Lean creativity

By David Wilmot (Leaning Tower of Pisa) [CC-BY-SA-2.0 (http://creativecommons.org/licenses/by-sa/2.0)], via Wikimedia Commons“What the hell is that?” you are probably asking yourself.

Well, it’s the juxtaposition of two topics that I wanted to talk about.  So it may be a new concept, or it may be linkbait. You choose!

I am a big fan of the Lean Launchpad work of Steve Blank, Eric Reis and Alex Osterwalder, but much less a fan of the growing trend to put ‘Lean’ in front of everything in a vain attempt to refresh old ideas. (It’s a scandal. Perhaps we should call it ‘Leangate’.)

For me, one of the big take-aways from Lean Launchpad is the profound difference between the initial stage of a startup and the growth stage. In the initial stage you are searching for a business model, a highly unstructured and uncertain activity. In the second stage you are executing a growth plan, which is a much more structured, predictable and linear process. It’s still quite risky but it looks like the sort of thing larger businesses do and it requires us to do what we are trained to do and often measured on – to execute a plan.

However, it is the early stage that causes all the problems. It is quite different to what business is normally about. The measures that are normally applied, as Eric Reis points out in The Lean Startup, just don’t work. It’s discovery. It’s learning. It’s creativity. Not things that are valued or recognised in the every day push-and-shove of business, especially in a large corporate. (I speak from painful personal experience here).

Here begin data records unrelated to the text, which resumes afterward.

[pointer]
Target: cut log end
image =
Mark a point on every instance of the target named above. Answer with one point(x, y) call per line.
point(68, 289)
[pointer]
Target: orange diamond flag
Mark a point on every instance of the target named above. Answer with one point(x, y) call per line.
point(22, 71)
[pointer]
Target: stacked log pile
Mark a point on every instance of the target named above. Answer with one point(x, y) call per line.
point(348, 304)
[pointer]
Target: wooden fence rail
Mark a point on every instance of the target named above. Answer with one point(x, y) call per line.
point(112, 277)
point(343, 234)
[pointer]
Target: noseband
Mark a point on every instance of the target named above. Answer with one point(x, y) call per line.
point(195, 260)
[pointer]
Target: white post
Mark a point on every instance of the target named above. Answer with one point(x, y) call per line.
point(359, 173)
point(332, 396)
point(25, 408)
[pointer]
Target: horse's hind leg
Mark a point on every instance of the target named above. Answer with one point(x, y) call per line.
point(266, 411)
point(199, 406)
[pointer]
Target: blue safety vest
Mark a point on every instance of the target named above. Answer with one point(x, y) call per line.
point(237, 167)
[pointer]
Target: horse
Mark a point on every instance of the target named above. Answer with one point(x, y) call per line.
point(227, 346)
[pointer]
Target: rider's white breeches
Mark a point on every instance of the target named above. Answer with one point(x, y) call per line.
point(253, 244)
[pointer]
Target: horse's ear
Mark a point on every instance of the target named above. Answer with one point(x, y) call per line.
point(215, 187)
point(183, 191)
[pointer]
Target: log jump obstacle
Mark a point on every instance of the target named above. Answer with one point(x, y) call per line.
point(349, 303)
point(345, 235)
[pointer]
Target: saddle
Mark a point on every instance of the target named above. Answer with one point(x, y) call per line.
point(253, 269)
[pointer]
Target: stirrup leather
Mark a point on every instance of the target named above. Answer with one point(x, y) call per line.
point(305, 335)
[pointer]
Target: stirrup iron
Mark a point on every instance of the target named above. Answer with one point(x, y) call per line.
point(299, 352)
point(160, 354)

I refer to these two stages as ‘Search’ and ‘Execution’ and I often highlight the difference to explain why businesses find innovation so difficult. You can’t do Search and Execution at the same time, it’s mentally impossible. You must be aware of what stage you are in, and consciously get into Search mode when you are looking to generate new ideas.

Sometimes, however, when you are in Execution mode you may run into a roadblock that necessitates you returning to Search mode to find a new approach. Being able to move between the two consciously is key to your chance of success.

I recently came across this video of John Cleese speaking about Creativity. (This is the original Brainpickings blog).He defines two states of mind required to be creative, Open and Closed. Here’s what he has to say about them

‘We need to be in the open mode when pondering a problem — but! — once we come up with a solution, we must then switch to the closed mode to implement it. Because once we’ve made a decision, we are efficient only if we go through with it decisively, undistracted by doubts about its correctness.’

‘To be at our most efficient, we need to be able to switch backwards and forward between the two modes. But — here’s the problem — we too often get stuck in the closed mode. Under the pressures which are all too familiar to us, we tend to maintain tunnel vision at times when we really need to step back and contemplate the wider view.’

Sound familiar?

The truth is that starting a business, searching for a viable and scalable business model, is a fundamentally creative act. Whilst Lean brings some scientific structure and rigour to it, it remains an act of art. (BTW, if you think science isn’t creative, you don’t know much about it.)

Cleese makes another important point. Humour is an essential component. As he puts it ““The main evolutionary significance of humor is that it gets us from the closed mode to the open mode quicker than anything else.”

So, when it all goes pear-shaped (and it will, and probably quite often) don’t forget to laugh.